Les 22 et 23 mars derniers, le pianiste virtuose italien Antonio Faraò était accompagné de Sylvain Romano à la contrebasse et de Benjamin Henocq à la batterie pour deux concerts époustouflants. Jeu explosif, vélocité hors-norme et course poursuite de notes étaient au rendez-vous.
Dans un halo de lumière violette, le trio s’installe sur la scène du Sunside. Casquette bleu marine, chemise bleue à motifs, jean et baskets, Antonio Faraò prend possession du piano qui sera à sa merci pour les heures à venir. Chemise sombre et jean assorti, Sylvain Romano s’enroule autour de sa contrebasse, dont le bois lustré exhale une aura chaleureuse. Arborant une casquette bicolore, un T-shirt blanc sur un jean brut, Benjamin Henocq prend position derrière sa batterie, dont les cymbales dorées scintillent sous les projecteurs. Une cymbale trouée façon gruyère retient toute notre attention.
Les musiciens échangent des regards complices. Les graves du piano retentissent, la contrebasse répond. « Ready ? » demande Antonio Faraò. Et le concert démarre avec quelques accords mélodieux qui embarquent instantanément batterie et contrebasse dans un tourbillon de notes incandescentes. L’air se charge d’électricité et les premières étincelles fusent. La rythmique instaure une pulsation qui fait vibrer l’ensemble. La contrebasse remplit l’espace de ses graves puissants et les arpèges lumineux se détachent.
Virtuose et intrépide, la main gauche du pianiste explore les harmoniques, exécute ses accords originaux, tandis que la main droite s’envole dans un élan irrépressible, comme portée par une force invisible. Les doigts courent à une vitesse folle sur le clavier. Le tempo s’accélère, les notes se bousculent. Dans une déferlante ahurissante d’énergie brute, c’est ici toute la fougue d’Antonio Faraò qui s’exprime.
L’accélération va crescendo, comme si, une fois lancée, rien ne pouvait arrêter cette course déchaînée. Le piano vacille, tremble et vrombit dans une explosion sonore stupéfiante. Dans un rythme effréné, le pianiste aux mille doigts nous offre une performance rare et déploie un jeu décapant, soutenu par ses brillants musiciens. Lorsqu’une accalmie se présente, entre deux bourrasques de notes ou entre deux compositions enfiévrées, ce n’est visiblement que pour repartir de plus belle.
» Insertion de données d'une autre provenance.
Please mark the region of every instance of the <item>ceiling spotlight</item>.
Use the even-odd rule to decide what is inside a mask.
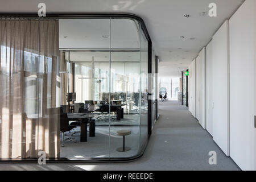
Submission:
[[[200,15],[201,16],[205,16],[206,14],[207,14],[207,13],[205,11],[203,11],[200,13]]]
[[[109,35],[102,35],[102,38],[105,38],[105,39],[108,39],[108,38],[109,38],[110,36],[109,36]]]

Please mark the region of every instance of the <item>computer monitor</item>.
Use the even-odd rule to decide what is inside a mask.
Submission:
[[[111,94],[111,100],[119,100],[119,93],[114,93]]]
[[[68,102],[76,101],[76,93],[68,93]]]
[[[109,102],[109,93],[102,93],[102,101],[105,102]]]

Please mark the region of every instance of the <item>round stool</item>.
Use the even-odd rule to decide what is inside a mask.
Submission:
[[[131,148],[129,147],[125,147],[125,136],[130,135],[131,133],[131,130],[119,130],[117,131],[117,134],[119,136],[123,136],[123,147],[119,147],[117,148],[117,151],[118,152],[126,152],[131,150]]]

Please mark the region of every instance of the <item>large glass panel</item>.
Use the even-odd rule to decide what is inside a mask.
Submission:
[[[111,27],[110,157],[128,158],[140,151],[140,28],[122,19],[112,19]]]
[[[139,22],[0,26],[0,159],[37,159],[41,151],[70,160],[140,154],[148,136],[148,43]]]
[[[69,118],[69,125],[75,127],[65,137],[76,143],[65,141],[63,158],[109,158],[109,19],[60,20],[60,47],[65,49],[68,62],[68,93],[76,94],[68,106],[72,113],[68,115],[79,116]]]
[[[143,31],[141,31],[141,150],[146,144],[148,136],[148,42]],[[151,102],[152,98],[149,98]]]

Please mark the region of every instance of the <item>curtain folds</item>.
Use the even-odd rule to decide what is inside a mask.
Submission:
[[[0,158],[60,156],[57,20],[0,20]]]

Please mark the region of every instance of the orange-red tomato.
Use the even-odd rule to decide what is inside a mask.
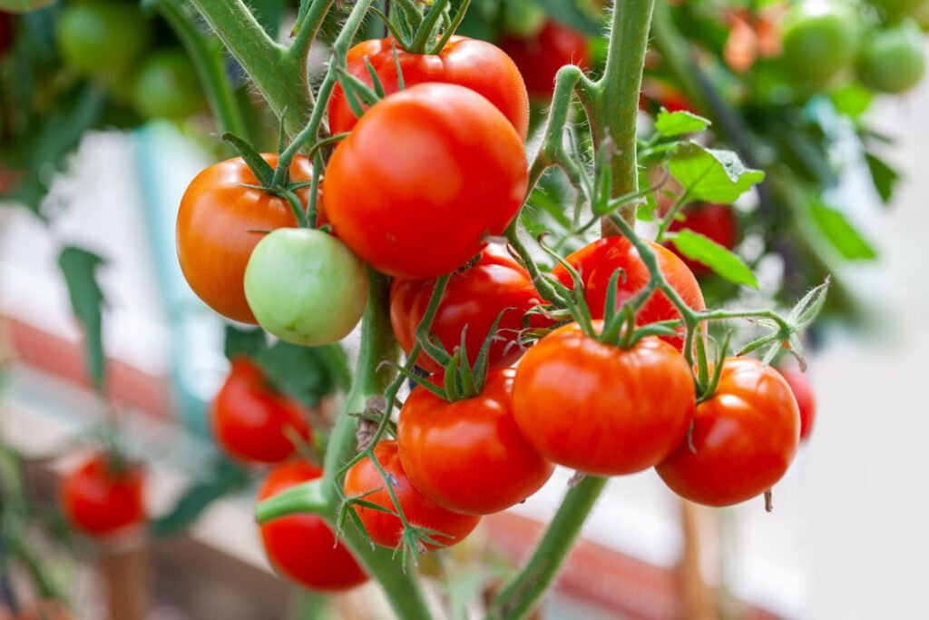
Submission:
[[[276,166],[278,156],[262,155]],[[291,180],[307,181],[312,168],[294,157]],[[241,157],[211,165],[187,188],[177,212],[177,259],[193,292],[223,316],[256,323],[245,299],[245,268],[263,232],[294,227],[287,201],[246,185],[258,180]],[[308,190],[297,191],[306,204]]]
[[[243,463],[280,463],[294,455],[312,433],[307,412],[276,391],[247,359],[232,363],[232,372],[211,409],[213,431],[226,453]]]
[[[706,304],[703,302],[700,284],[687,266],[667,248],[648,243],[658,257],[658,267],[672,288],[693,310],[705,310]],[[642,290],[651,277],[638,250],[625,237],[609,237],[594,242],[568,257],[567,261],[581,276],[584,285],[584,298],[590,307],[591,316],[595,319],[604,318],[609,280],[617,270],[622,270],[617,283],[617,308]],[[573,286],[570,274],[561,265],[556,266],[552,273],[566,286]],[[661,291],[648,298],[635,317],[639,325],[680,318],[680,311]],[[681,328],[680,331],[683,333],[684,329]],[[684,346],[683,337],[665,339],[678,349]]]
[[[429,307],[435,287],[434,281],[395,280],[390,289],[390,323],[407,353],[416,344],[416,328]],[[523,352],[517,344],[524,329],[523,317],[539,303],[539,294],[526,270],[503,246],[491,244],[472,267],[451,274],[431,334],[451,353],[461,345],[462,332],[466,327],[464,341],[473,364],[494,321],[503,312],[489,356],[491,366],[509,365]],[[536,316],[530,324],[542,327],[549,323]],[[425,352],[416,363],[432,373],[439,370]]]
[[[368,86],[373,82],[365,58],[371,62],[387,95],[399,90],[391,39],[362,41],[348,50],[346,71]],[[452,36],[436,55],[411,54],[397,47],[404,86],[426,82],[457,84],[470,88],[495,105],[509,119],[519,138],[529,131],[529,96],[519,70],[496,46],[486,41]],[[329,101],[329,126],[333,134],[351,131],[358,119],[340,86]]]
[[[416,490],[410,482],[400,463],[397,442],[387,441],[378,443],[374,447],[374,458],[387,473],[407,521],[416,527],[440,533],[430,536],[438,545],[427,544],[426,547],[451,547],[471,534],[471,531],[478,526],[480,517],[446,510]],[[347,497],[364,495],[366,502],[377,504],[391,511],[396,510],[387,493],[386,484],[370,458],[356,463],[346,474],[345,493]],[[391,548],[400,543],[403,525],[396,514],[366,508],[363,506],[358,506],[355,509],[373,541]]]
[[[305,461],[277,466],[258,490],[258,501],[292,486],[316,480],[322,470]],[[363,584],[368,575],[321,517],[295,514],[261,526],[261,542],[278,573],[313,590],[346,590]]]
[[[449,273],[501,234],[526,195],[522,140],[464,86],[423,84],[372,106],[326,169],[326,218],[377,270]]]
[[[810,385],[806,373],[799,368],[781,367],[779,370],[787,385],[791,386],[793,397],[797,399],[797,407],[800,409],[800,441],[805,442],[809,439],[816,422],[816,395],[813,393],[813,386]]]
[[[646,337],[622,350],[577,323],[530,349],[513,387],[514,418],[543,456],[604,476],[664,460],[686,437],[694,402],[693,376],[674,347]]]
[[[715,394],[697,407],[690,441],[657,470],[682,497],[730,506],[774,486],[799,442],[800,412],[787,381],[757,360],[729,358]]]
[[[566,64],[586,69],[589,63],[587,37],[552,20],[535,36],[506,38],[500,46],[519,67],[532,97],[551,97],[555,75]]]
[[[449,510],[491,514],[542,488],[555,466],[527,442],[512,413],[516,370],[491,371],[481,393],[447,402],[417,388],[403,403],[397,442],[420,493]]]
[[[675,219],[671,222],[671,226],[668,227],[669,232],[688,229],[716,242],[728,250],[736,246],[736,241],[739,239],[739,222],[736,220],[736,214],[731,206],[701,204],[693,208],[686,208],[684,216],[686,219]],[[669,245],[672,252],[676,254],[694,273],[702,275],[711,271],[710,268],[703,263],[690,260],[680,254],[674,249],[674,242],[670,242]]]
[[[68,521],[91,536],[105,536],[145,520],[141,468],[125,464],[115,470],[102,452],[95,453],[61,481],[61,508]]]

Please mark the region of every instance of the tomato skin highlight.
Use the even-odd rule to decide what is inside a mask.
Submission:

Littéralement emporté par une tornade musicale, le public encourage chaleureusement les artistes et parsème tout au long de la soirée ses applaudissements énergiques. Après trois sets électrisants durant lesquels les musiciens auront tout donné, nous ressortons conquis, en réécoutant les compositions inspirées du pianiste comme « Evan » et « Domi », écrites pour ses fils ou encore « Black Inside ». La version particulièrement énergique du morceau de Miles Davis intitulé « Seven Steps to Heaven » nous laissera une empreinte indélébile. Cerise sur le gâteau : les très jolies reprises de « Round Midnight », « Autumn Leaves » ou encore « Tu verras » de Nougaro.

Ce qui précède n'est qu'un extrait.